From: Bernard Raab <beraab@...>
Date: Sun, 16 Feb 2003 17:57:52 -0500
Subject: Re: Tuxedo

>From: <DTnLA@...> (Dov Teichman)
>What makes an ordinary suit and tie any less "goyish" than a tuxedo?
>Unless you dress Hassidic, most of the orthodox world dresses just like
>gentiles to some extent.

Sorry but there is no "unless" here. The typical costume of an Eastern
European gentleman of the middle ages was a full-lenth caftan with a
cloth belt, and, in the winter, a fur hat.

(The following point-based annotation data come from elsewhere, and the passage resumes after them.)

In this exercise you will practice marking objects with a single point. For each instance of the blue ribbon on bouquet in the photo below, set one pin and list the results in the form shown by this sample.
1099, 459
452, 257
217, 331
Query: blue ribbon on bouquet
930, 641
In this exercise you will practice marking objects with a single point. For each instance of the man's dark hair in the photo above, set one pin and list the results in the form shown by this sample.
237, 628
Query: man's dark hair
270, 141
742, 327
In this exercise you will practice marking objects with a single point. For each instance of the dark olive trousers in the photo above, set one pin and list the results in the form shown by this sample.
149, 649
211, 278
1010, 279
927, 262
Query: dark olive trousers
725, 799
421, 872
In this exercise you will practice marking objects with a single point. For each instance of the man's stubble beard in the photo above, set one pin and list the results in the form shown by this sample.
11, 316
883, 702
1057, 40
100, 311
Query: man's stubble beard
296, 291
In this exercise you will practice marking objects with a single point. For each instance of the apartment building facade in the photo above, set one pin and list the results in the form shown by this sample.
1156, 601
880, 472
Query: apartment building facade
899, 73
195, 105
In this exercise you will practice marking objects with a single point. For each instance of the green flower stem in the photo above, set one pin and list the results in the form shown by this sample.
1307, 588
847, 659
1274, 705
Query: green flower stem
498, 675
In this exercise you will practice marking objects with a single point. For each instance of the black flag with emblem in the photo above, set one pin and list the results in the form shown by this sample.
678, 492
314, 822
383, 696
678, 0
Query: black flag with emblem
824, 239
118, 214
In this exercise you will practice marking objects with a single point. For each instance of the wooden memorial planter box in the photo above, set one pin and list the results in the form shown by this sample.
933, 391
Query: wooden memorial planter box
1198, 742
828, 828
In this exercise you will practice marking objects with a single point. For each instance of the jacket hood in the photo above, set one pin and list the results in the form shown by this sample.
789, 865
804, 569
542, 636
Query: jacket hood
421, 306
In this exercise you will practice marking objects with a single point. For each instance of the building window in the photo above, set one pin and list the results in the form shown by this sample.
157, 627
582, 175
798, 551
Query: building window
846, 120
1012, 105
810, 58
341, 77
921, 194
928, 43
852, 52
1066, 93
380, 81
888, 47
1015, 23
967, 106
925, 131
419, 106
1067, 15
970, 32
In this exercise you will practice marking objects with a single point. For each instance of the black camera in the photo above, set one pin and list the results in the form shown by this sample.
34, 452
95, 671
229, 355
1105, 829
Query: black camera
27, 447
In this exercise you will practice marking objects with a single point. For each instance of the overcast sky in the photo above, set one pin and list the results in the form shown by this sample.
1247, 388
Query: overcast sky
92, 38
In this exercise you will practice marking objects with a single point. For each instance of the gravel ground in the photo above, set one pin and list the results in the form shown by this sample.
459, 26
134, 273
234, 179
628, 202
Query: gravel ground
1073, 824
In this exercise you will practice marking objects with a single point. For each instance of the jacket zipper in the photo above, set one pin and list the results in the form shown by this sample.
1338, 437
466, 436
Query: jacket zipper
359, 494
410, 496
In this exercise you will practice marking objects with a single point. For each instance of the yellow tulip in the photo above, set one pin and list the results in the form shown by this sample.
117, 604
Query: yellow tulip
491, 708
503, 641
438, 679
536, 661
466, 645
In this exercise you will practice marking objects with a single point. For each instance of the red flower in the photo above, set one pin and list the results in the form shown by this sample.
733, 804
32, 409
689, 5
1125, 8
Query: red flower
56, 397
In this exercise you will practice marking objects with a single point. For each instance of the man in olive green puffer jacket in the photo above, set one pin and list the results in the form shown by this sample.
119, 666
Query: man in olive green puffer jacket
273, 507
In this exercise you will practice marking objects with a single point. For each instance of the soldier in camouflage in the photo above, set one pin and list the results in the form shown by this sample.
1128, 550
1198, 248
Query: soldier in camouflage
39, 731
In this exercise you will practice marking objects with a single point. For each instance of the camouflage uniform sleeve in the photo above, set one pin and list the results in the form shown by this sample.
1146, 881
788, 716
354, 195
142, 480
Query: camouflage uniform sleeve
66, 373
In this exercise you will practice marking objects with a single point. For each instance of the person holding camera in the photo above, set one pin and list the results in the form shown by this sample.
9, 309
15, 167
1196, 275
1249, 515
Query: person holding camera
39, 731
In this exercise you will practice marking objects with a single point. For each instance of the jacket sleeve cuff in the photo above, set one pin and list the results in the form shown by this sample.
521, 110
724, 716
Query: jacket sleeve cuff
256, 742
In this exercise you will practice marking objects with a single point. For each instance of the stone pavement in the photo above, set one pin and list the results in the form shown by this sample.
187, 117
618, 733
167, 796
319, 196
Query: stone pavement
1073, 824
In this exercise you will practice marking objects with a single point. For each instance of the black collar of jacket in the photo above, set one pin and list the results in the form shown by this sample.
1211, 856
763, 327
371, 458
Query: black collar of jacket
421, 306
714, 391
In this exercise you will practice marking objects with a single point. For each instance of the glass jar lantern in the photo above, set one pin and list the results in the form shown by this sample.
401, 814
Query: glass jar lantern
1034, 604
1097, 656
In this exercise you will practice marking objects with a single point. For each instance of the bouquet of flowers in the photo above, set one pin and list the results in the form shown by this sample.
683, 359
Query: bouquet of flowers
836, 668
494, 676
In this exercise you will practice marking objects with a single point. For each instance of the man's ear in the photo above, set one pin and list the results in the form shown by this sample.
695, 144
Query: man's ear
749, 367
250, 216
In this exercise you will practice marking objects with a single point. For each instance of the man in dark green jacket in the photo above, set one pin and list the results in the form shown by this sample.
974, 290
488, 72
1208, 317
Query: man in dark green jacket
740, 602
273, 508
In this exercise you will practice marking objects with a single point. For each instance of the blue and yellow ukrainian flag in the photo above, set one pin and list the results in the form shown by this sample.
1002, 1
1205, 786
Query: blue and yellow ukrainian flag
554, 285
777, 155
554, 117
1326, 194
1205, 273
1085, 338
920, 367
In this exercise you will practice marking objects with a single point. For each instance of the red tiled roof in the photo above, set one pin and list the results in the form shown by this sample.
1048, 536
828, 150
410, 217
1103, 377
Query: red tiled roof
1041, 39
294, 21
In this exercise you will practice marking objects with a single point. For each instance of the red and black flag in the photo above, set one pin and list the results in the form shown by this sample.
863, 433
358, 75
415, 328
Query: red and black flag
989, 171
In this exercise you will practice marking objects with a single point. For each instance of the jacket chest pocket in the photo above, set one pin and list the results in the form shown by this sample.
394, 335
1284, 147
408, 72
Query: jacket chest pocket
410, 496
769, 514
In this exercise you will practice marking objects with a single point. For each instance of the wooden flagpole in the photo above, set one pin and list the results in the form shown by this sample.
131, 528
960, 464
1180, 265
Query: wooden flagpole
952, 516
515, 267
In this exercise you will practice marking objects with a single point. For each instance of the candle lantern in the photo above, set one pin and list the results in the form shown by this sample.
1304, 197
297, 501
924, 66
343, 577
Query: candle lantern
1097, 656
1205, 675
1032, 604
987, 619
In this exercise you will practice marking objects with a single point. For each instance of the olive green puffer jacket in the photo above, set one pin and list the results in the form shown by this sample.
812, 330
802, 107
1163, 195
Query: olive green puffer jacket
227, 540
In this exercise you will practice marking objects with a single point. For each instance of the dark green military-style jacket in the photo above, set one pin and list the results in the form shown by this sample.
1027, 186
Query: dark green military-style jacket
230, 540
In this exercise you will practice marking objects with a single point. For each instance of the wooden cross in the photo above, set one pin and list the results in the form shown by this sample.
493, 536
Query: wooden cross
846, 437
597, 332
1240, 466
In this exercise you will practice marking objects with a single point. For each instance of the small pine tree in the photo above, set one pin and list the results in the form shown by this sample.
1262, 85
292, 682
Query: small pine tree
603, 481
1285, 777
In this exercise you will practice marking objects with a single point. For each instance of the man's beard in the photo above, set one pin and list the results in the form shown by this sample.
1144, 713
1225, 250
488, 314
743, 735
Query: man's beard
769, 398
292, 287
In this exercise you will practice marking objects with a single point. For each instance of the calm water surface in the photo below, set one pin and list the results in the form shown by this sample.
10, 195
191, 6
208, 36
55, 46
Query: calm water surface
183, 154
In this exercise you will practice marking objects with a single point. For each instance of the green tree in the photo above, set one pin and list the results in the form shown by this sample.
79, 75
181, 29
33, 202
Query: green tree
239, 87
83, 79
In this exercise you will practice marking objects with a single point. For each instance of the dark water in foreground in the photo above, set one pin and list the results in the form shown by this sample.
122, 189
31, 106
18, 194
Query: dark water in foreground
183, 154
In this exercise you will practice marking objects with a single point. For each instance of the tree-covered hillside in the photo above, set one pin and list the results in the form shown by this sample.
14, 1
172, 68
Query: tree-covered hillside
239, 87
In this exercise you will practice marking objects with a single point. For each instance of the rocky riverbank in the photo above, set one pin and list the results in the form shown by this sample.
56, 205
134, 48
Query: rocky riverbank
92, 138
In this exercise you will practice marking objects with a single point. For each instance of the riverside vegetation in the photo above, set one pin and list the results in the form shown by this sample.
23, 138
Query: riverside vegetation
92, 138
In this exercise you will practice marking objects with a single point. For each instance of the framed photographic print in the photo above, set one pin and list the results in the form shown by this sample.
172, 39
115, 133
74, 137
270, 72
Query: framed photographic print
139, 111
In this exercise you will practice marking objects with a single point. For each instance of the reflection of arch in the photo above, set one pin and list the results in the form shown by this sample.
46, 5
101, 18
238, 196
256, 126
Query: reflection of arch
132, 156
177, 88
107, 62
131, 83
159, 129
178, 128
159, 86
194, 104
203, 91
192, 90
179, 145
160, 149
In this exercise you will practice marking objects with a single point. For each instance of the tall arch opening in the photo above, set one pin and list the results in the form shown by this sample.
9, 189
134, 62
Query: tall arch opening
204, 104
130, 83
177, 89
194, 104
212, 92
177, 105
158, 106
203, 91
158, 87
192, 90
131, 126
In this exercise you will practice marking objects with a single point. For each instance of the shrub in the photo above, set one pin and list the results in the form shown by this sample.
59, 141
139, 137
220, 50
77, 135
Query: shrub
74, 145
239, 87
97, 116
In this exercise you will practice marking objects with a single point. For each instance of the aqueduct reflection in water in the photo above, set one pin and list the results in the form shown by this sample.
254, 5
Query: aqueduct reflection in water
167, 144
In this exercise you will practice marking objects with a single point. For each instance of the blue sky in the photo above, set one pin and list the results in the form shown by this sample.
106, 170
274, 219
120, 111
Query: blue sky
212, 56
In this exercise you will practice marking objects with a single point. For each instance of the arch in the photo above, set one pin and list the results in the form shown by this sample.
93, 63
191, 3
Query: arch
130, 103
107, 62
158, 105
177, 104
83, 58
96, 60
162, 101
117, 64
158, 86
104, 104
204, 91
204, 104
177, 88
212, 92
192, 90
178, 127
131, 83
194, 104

And, quoting from a treatise
on 15th-centurt Vienna: "Persons from the Ottoman Empire and
Anatolia...always have their head covered as a sign of devotion to
God. (Hats are extremely common among Western Europeans as well, but it
does not have religious significance.)"  It seems in all cases our
"Jewish" dress is simply a preservation of earlier costumes of the
general population.

From: Sam Saal <ssaal@...>
Date: Sun, 16 Feb 2003 13:58:57 -0800 (PST)
Subject: Re: Tuxedo

<DTnLA@...> (Dov Teichman) wrote:

>What makes an ordinary suit and tie any less "goyish" than a tuxedo?
>Unless you dress Hassidic, most of the orthodox world dresses just like
>gentiles to some extent.

I wqas taught by my uncle, a Rav, that most Chassidic garb is what was
worn by the Rabbi that started thge sect, which, in turn, was what was
worn by the nobles/upper class gentlemen at the time and place of the
founding of the sect.

He also explained that costumers for movies and plays, who needed
authentic clothing for period peices that coincided with the founding of
particular sects, have been known to study clothing for the production
by studying the clothing of the sect from the apropriate time and place.